The artists’ drawings, produced between 1994 and 1996, are the oldest works in this exhibition. The viewer is presented with a constellation of slogans, brands, names, lists, figures, landscapes, stars, skulls, cacti, bees, etc. The materials used to create them are equally varied—stickers, collages, markers, colored pencils, paint, ballpoint pens, glitter, and so on. Each constituent element retains its specific texture and identity, and links the drawings together, yet without making them a single composition. This sense of fragmentation is as much a reflection of a shared aesthetic agenda as it is the way in which the works were produced. Gastaldon and Wicker would begin drawing individually and then pass the sheets back and forth so that the other could add elements, emphasizing and transforming the existing work. These pieces can thus be understood as transcriptions of a wide-ranging conversation, the main theme of which is the legacy of psychedelic utopias—subsequently commodified by the wellness and fashion industries—and the resurgence of their promise of liberation for the masses through electronic music and rave culture aesthetics. The humor that infuses this dialogue is not so much critical or analytical as it is jubilant and full of desire.

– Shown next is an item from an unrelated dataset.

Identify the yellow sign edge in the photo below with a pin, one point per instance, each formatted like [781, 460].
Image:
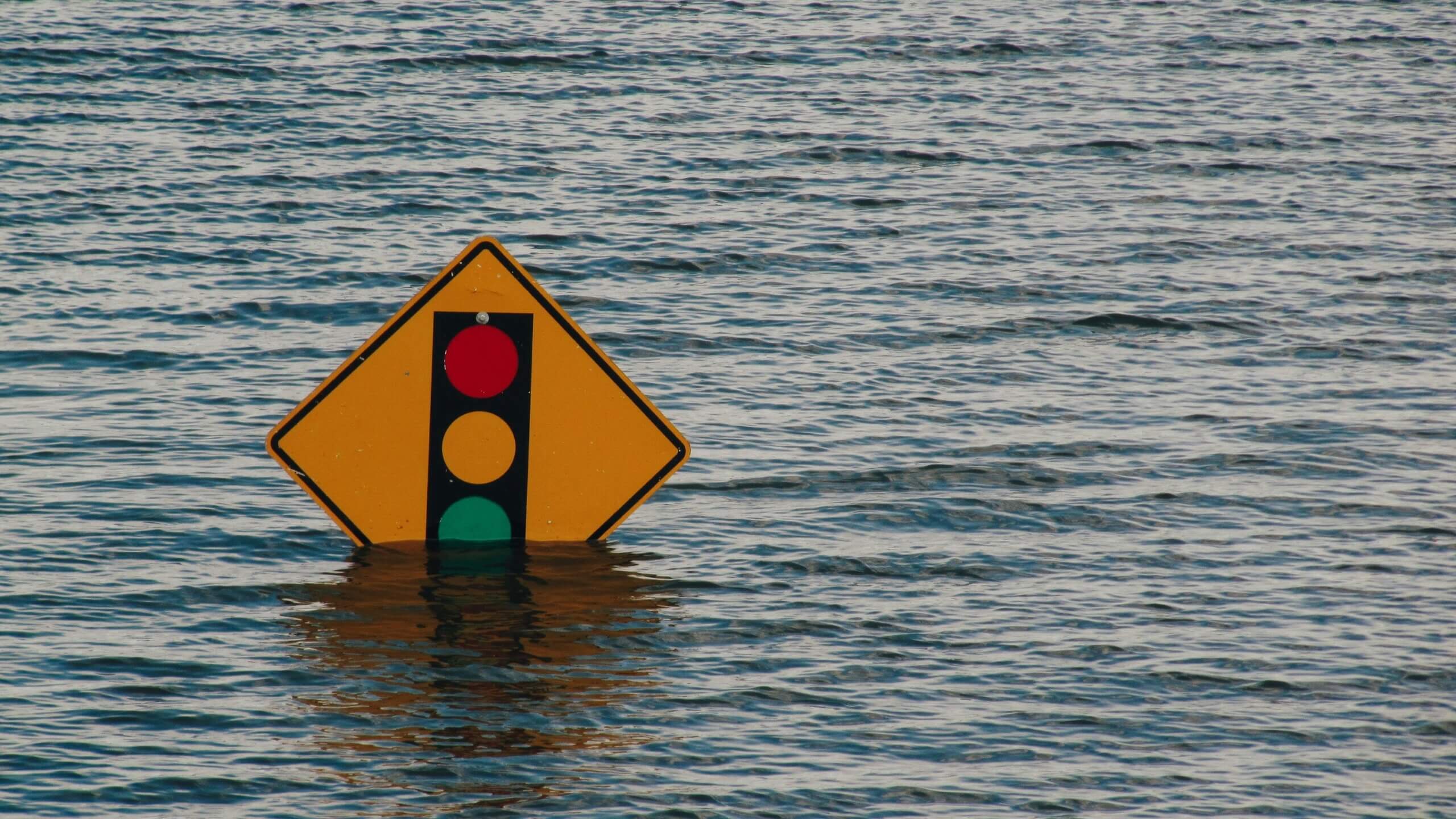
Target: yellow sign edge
[554, 309]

There is also a political dimension to the creation of these works, since the artists’ collaboration did not give rise to a hybrid or fictional authorial figure, but rather remained fluid and elusive. It was a way of divying the artist’s role—a concept the pair continued to develop. It also allowed them to bring in others from their entourage, as they did with their films, created with an ever-changing roster of artists that included, among others, Serge Compte and Christophe Terpan in Grenoble and Sidney Stucki in Geneva.
The textile installations and sculptures from the late 1990s create a similar spatial, perceptual disorder. Politique de l’extase (2000), which takes its title from Timothy Leary, is an installation consisting of knitted wool, beads, silk, pompoms and garlands of melon and watermelon seeds. Are we confronted with a depiction of the infinitely small, at cellular level, or rather a model of the infinitely large, something of a geological or even cosmic nature? Are we dealing with a return to formal and conceptual questions derived from American post-minimalism, or an array of post-hippie decorative elements? Should we focus on each element in its materiality or, on the contrary, on how they interact and the ways in which they define the surrounding space?
Twenty years on, the power of these works to elicit an abundance of sensations and interpretations without ever becoming reduced to a single discursive posture, together with the playful fluidity that underpins their creation, remains radically optimistic.